Это здесь, неподалеку, подняться по темному проулку, ступить в ворота, подняться во что-то грязное, пахнущее жареным луком, стиркой, аммиаком, книжными корешками, пудрой… Дурманный запах олеандра из окна достигает третьего этажа и мешается со сладким парфюмом. Девушка душна, вульгарная косметика, густая пудра, ресницы в комочках, липкая от розового масла кожа. Хочется вымыть руки, запах пота пробивает цветочные заслоны, выбритые вчера ноги уже колются, колется она и там, в паху. Керри отваливается, снова удушливая брезгливость охватывает его. Она тут же закуривает, жадно, потрескивает самокрутка, не меняя позы, грубо что-то говорит, хрипло, окутываясь дымом, смеется и дотягивается, проводит пальцем по его спине.
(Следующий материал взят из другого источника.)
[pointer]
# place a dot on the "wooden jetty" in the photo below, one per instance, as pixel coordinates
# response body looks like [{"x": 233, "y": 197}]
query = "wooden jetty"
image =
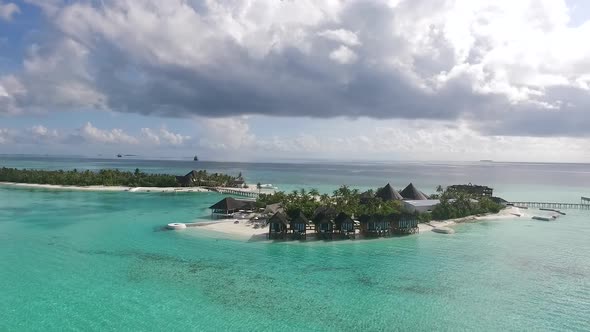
[
  {"x": 583, "y": 205},
  {"x": 236, "y": 192}
]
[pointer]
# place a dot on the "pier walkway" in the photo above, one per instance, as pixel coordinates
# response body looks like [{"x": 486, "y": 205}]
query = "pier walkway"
[
  {"x": 236, "y": 191},
  {"x": 583, "y": 205}
]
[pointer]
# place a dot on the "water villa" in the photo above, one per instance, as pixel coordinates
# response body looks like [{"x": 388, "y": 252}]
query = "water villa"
[
  {"x": 482, "y": 191},
  {"x": 277, "y": 226},
  {"x": 324, "y": 222},
  {"x": 411, "y": 193},
  {"x": 226, "y": 207},
  {"x": 387, "y": 193},
  {"x": 299, "y": 224},
  {"x": 345, "y": 225}
]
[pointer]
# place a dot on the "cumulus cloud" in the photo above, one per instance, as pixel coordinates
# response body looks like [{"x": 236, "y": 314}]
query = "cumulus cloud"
[
  {"x": 114, "y": 136},
  {"x": 343, "y": 36},
  {"x": 505, "y": 67},
  {"x": 8, "y": 10},
  {"x": 343, "y": 55},
  {"x": 164, "y": 136}
]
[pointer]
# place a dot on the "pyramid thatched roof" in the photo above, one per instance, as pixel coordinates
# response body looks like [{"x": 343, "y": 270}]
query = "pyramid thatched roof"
[
  {"x": 410, "y": 192},
  {"x": 298, "y": 218},
  {"x": 387, "y": 193},
  {"x": 278, "y": 218},
  {"x": 324, "y": 214}
]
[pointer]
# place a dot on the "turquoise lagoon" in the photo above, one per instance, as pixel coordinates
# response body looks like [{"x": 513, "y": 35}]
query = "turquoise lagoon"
[{"x": 101, "y": 261}]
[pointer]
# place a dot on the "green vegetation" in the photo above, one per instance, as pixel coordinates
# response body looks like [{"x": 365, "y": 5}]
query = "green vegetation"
[
  {"x": 202, "y": 178},
  {"x": 105, "y": 177},
  {"x": 111, "y": 177},
  {"x": 458, "y": 204},
  {"x": 344, "y": 199}
]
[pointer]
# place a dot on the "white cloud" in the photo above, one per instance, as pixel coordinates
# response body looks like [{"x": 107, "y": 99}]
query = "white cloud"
[
  {"x": 492, "y": 62},
  {"x": 114, "y": 136},
  {"x": 11, "y": 89},
  {"x": 227, "y": 133},
  {"x": 40, "y": 132},
  {"x": 156, "y": 137},
  {"x": 341, "y": 35},
  {"x": 6, "y": 135},
  {"x": 8, "y": 10},
  {"x": 343, "y": 55}
]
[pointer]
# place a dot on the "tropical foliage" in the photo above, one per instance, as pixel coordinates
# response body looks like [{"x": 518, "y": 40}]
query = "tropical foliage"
[
  {"x": 458, "y": 204},
  {"x": 344, "y": 199},
  {"x": 104, "y": 177}
]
Он замирает, как замирал мальчишкой, играя в прятки при приближении водящего, — и вдруг — вот этот звук ногтя по сухой шелушащейся от загара коже высекает перед глазами образ жены. Двадцать три года назад. Гавайи, они только что занимались любовью, он спустил ноги с кровати, замешкался с сандалией, и она в благодарность потянулась погладить — и он качнулся вперед, из-под подушечек пальцев — и ноготь скользнул.
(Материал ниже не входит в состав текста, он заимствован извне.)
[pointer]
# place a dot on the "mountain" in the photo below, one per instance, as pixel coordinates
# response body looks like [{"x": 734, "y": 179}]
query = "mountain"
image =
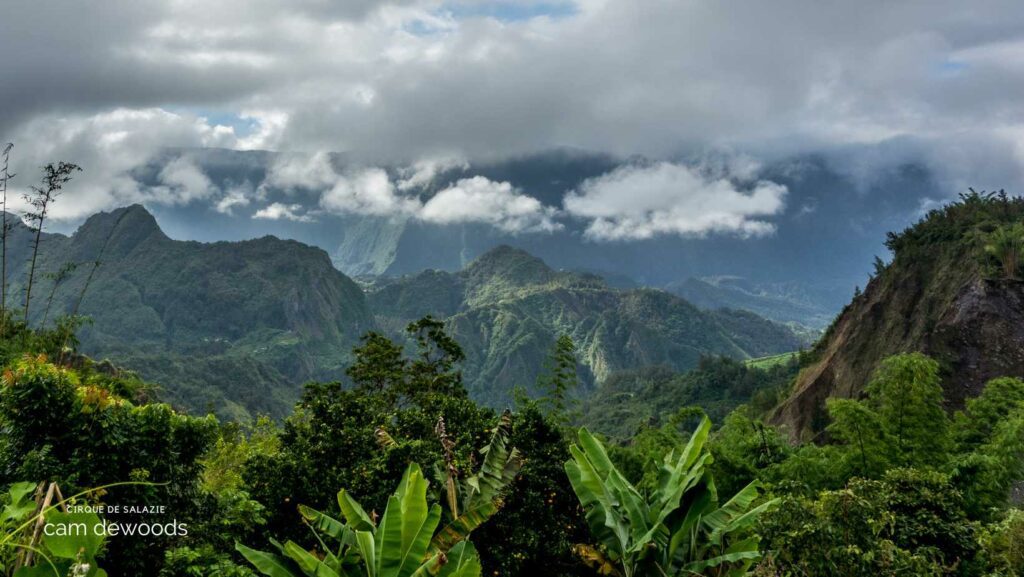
[
  {"x": 942, "y": 295},
  {"x": 781, "y": 302},
  {"x": 229, "y": 326},
  {"x": 507, "y": 307},
  {"x": 830, "y": 228}
]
Керри задыхается от дыма, вскакивает, он расплатился вперед, молниеносно одевается, отвернувшись, в поплывшей от слез комнате нащупывает дверь, толкает, длинным своим шагом продавливает жаркие потемки коридора и, лихо стуча каблуками, слетает по винтовой лестнице во двор-колодец. Кругом играют дети, мужчины стучат нардами, на балконе женщина выбивает ковер.
3— Я буду ходить по девкам только для того, чтобы избавить себя от малейшего искуса о девственницах, — помрачнел Хашем.
— Почему ты не женишься?
— Женюсь, обязательно женюсь, — горячо сказал Хашем. — Денег только надо заработать.
— Чем ты их заработаешь? Птицей? Ты егерей едва птицей кормишь.
Хашем помрачнел.
— Ты прав, заработок у меня не густой. Лебедями не очень-то заработаешь. Вот если бы за кречетами на Камчатку махнуть… Но мы и без кречетов обойдемся. Балобанов наловим — и в Кветту на соколиный рынок поедем. Хубары в Белуджистане скорее всего уж нет, но соколиный базар остался.
— А если уже не остался?
Я не знал, на ком собирается жениться Хашем, но идея заработать денег все чаще стала мелькать в разговорах. Он совершенно бестолково задумывался, теоретизировал о семейной жизни.
Откуда он возьмет так много соколов? Как мы их довезем? Хашем — при всей своей монументальности, способности полностью поглотить внимание и воображение — часто выглядел настолько беспомощным, что у меня опускались руки, хотелось его треснуть, чтоб опомнился.